Open eulerfx opened 7 years ago
Hey, thanks for the pointer. I wasn't aware of the LZ4 library and was considering implementing the compression from scratch. Has your experience with the library been good?
Regarding the cross-validation framework - good call, I think this would be useful.
I remember we have used compression for many years in production but do not recall, which one it was, snappy or lz4. Compression + my frames implementation I test here (every buffer size from 1 byte to 256Kb, random content): https://github.com/vchekan/kafka4net/blob/master/tests/CompressionTests.cs
Here I run java compatibility test for gzip, lz4, snappy codecs. Idea is to invoke java and generate random content messages. C# creates text file with desired message sizes, java generates messages of desired length, publish messages to kafka and writes text file with hash codes of generated messages. C# reads java's hashes, consumes messages and compares message hash to the one generated by java. https://github.com/vchekan/kafka4net/blob/master/tests/RecoveryTest.cs#L1967
Looks like there is a lot of interest in getting LZ4 for Kafunk at Jet now. Should be prioritizing this work soon.
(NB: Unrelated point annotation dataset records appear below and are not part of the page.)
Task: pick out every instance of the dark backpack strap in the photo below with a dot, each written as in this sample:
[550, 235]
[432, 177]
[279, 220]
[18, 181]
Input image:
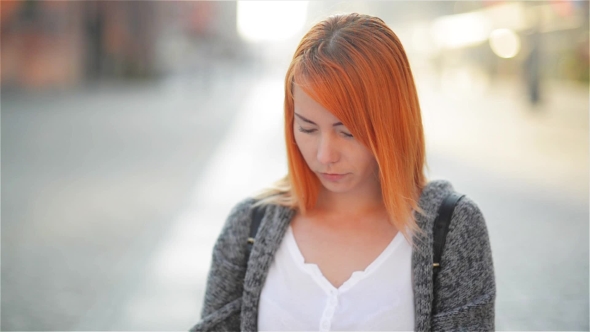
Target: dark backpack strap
[257, 215]
[441, 228]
You might be interested in my implementation of LZ4 in kafka4net for some hints: https://github.com/vchekan/kafka4net/blob/master/src/Compression/Lz4KafkaStream.cs Things, like bug in kafka checksum implementation can cause a lot of time to debug. https://issues.apache.org/jira/browse/KAFKA-3160
Another advice, you might want to invest into java cross-validation framework, like this: https://github.com/vchekan/kafka4net/blob/master/tools/binary-console/src/main/scala/com/ntent/kafka/main.scala where I generate kafka messages using java driver and use it as golden standard with different types of compressions and buffer sizes. Additional bonus, I get confidence that my implementation works with java consumer.